Item #15676 Lettres à Son Altesse Royale le Duc regnant de Saxe-Coburg et Gotha sur la théorie des probabilités, appliquée aux science morales et politiques. Lambert Adolphe Jacques Quetelet.
Lettres à Son Altesse Royale le Duc regnant de Saxe-Coburg et Gotha sur la théorie des probabilités, appliquée aux science morales et politiques.

Lettres à Son Altesse Royale le Duc regnant de Saxe-Coburg et Gotha sur la théorie des probabilités, appliquée aux science morales et politiques.

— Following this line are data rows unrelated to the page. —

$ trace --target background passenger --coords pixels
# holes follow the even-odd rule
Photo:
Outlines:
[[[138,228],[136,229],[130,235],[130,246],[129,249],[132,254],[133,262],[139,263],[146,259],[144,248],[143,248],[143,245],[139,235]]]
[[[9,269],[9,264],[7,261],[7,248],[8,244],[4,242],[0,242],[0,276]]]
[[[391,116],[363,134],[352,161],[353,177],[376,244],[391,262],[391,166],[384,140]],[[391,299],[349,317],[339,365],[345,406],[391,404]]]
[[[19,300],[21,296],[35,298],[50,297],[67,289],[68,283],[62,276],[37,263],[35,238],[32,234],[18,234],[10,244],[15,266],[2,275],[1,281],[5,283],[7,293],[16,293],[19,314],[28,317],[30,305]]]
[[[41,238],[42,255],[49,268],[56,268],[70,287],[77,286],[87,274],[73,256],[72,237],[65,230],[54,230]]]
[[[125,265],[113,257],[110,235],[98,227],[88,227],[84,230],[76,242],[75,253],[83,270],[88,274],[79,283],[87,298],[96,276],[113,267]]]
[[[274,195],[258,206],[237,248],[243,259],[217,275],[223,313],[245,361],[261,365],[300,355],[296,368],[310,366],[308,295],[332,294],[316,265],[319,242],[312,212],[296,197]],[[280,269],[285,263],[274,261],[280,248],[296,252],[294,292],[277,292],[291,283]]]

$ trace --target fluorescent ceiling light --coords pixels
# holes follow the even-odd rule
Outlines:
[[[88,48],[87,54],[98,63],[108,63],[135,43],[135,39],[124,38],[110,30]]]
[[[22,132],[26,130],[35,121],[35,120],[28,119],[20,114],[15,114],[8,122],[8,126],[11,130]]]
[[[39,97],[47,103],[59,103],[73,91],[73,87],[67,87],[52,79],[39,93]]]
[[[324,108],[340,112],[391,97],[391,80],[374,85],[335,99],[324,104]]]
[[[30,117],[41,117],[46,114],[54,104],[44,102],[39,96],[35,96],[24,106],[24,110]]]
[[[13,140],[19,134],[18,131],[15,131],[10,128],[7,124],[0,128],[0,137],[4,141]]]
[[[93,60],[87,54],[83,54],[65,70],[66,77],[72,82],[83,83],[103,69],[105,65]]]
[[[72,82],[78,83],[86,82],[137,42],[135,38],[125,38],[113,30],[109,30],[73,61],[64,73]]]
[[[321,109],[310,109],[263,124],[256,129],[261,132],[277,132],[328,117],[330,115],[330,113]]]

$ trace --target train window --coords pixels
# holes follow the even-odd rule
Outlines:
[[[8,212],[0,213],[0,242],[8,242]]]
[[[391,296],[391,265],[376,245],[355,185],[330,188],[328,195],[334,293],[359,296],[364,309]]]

Brussels: M. Haney, 1846. First edition of "Quetelet's best researches on the application of probability to the physical and social sciences" (Cajori). Wrappers partially browned, spine split in several places, but a very good copy, in its original state, in a full morocco clamshell slipcase. Original printed wrappers. Affixed to the bottom portion of the front wrappers is a printed slip for the Paris publisher, Jules Renouard, who apparently acquired part of the edition. Large octavo. [6], iv, 450 pp. Item #15676

Quetelet (1796-1874) was a Belgian astronomer, mathematician, statistician and sociologist. He founded and directed the Brussels Observatory. He became interested in the ˙young science of probability and statistics as an astronomer to explain measurement errors, but became one of the first to see its applications to the social sciences. He understood the complexities of social phenomena and became interested in using what he called "social physics" as a tool to explain crime rates, marital rates, suicide rates, etc. In 1835, he published Sur l'homme et le développement des ses faculties, essai d'une physique sociale, which made him famous throughout Europe. These letters to the Grand Duke of Saxe Coburg and Gotha are an important sequel to that work. Cajori calls them "Quetelet's best researches on the application of probability to the physical and social sciences" and notes: "He laid emphasis on the ‘law of large numbers,’ which was advanced also by the Frenchman S.D. Poisson and discussed by the German W. Lexis (1877), the Scandinavians H. Westergaard and Carl Charlier, and the Russian Pafnuti Liwowich Chebichev (1821-1894) of the University of Petrograd."
Quetelet's work was enormously influential to Francis Galton, who expanded upon it in Hereditary Genius.


Cajori, History of Mathematics, p. 380. Stigler, History of Statistics, p. 392. Goldsmiths’ 36193.